Kemudian terakhir dari lini belakang, Victor Lindelöf adalah pemain yang lebih baik untuk membangun serangan dari belakang, setidaknya di atas kertas dan jika kita membandingkannya dengan Chris Smalling atau Phil Jones. Jika semuanya berjalan lancar untuk pemain asal Swedia tersebut, kita akan melihat duet Lindelöf dan Eric Bailly untuk sering menghiasi susunan sebelas pemain utama United di musim ini.

Prediksi

Dibandingkan dengan para kompetitor, United sejujurnya memiliki peningkatan yang cukup menggembirakan di jendela transfer musim panas ini. Itu juga mereka tunjukkan dari pra-musim mereka di mana mereka berhasil menang lima kali, imbang sekali (kemudian menang di babak adu penalti), dan kalah sekali, dengan mencetak 15 gol dan kebobolan enam gol.

Dua kesebelasan yang bisa membuat United kerepotan mungkin hanya Manchester City dan Chelsea. Sementara para pendukung United bisa berharap racikan tiga bek Arsene Wenger tidak berjalan sempurna untuk Arsenal.

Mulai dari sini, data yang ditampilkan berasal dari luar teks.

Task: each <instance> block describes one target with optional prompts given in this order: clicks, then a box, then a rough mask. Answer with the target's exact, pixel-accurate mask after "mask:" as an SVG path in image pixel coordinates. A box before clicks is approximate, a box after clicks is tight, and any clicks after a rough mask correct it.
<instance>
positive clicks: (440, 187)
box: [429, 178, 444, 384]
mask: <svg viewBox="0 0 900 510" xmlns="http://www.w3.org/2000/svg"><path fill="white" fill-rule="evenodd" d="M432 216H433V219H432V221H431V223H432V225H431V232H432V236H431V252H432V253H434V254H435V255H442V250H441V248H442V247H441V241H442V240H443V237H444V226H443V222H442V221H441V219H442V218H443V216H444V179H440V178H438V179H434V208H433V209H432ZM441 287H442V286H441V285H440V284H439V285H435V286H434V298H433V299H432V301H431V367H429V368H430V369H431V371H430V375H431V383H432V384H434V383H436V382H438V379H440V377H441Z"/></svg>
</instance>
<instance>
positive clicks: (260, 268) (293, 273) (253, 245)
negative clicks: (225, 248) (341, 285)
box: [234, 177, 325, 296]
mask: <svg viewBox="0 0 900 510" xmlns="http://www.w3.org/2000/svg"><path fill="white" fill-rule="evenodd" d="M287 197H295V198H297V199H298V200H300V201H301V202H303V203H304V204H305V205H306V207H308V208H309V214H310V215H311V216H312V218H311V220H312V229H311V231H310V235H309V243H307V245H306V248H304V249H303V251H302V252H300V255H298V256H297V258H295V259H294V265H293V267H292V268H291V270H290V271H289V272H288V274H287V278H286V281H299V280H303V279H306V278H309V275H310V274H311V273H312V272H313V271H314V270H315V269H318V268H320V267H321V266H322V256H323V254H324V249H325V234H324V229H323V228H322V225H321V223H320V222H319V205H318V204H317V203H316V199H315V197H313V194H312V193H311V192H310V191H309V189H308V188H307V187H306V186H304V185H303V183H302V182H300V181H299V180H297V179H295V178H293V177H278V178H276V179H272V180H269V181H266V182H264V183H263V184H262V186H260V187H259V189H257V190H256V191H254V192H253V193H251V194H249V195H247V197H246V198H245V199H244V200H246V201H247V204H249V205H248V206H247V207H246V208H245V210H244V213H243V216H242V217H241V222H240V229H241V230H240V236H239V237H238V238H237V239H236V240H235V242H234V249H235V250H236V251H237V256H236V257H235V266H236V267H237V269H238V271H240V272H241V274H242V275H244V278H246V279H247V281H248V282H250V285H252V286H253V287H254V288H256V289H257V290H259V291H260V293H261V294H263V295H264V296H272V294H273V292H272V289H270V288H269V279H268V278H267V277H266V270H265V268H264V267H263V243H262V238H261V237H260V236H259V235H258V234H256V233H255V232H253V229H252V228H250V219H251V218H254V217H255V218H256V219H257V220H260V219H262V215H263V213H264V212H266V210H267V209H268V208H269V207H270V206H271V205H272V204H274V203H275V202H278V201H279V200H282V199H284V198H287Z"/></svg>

Kemudian Spurs dan Liverpool juga memiliki masalah kedalaman skuat untuk bermain di empat kompetisi sekaligus, sehingga para pendukung mereka akan sangat berharap jika pemain-pemain mereka tidak cedera atau dipreteli oleh kesebelasan lain.

Belajar dari musim lalu, maka pertahanan bukan masalah besar untuk United. Mereka kebobolan paling sedikit kedua di liga musim lalu (29 gol), di bawah Tottenham Hotspur (26 gol). Masalahnya, mereka hanya mencetak 54 gol, atau yang terburuk di antara tujuh kesebelasan teratas, dengan 15 kali imbang pula (terbanyak di liga).

Kesimpulannya, jika United bisa lebih memanfaatkan peluang lagi untuk efektif dan/atau efisien, memiliki konversi yang tinggi, dan membuat para rekrutan baru bisa berkontribusi bagi peningkatan penampilan mereka, maka posisi empat besar bisa mereka raih dengan “ongkang-ongkang kaki”.

Jika para rekrutan baru ternyata tidak bisa bermanfaat, maka kita harus ingat: Jose masih punya Fellaini.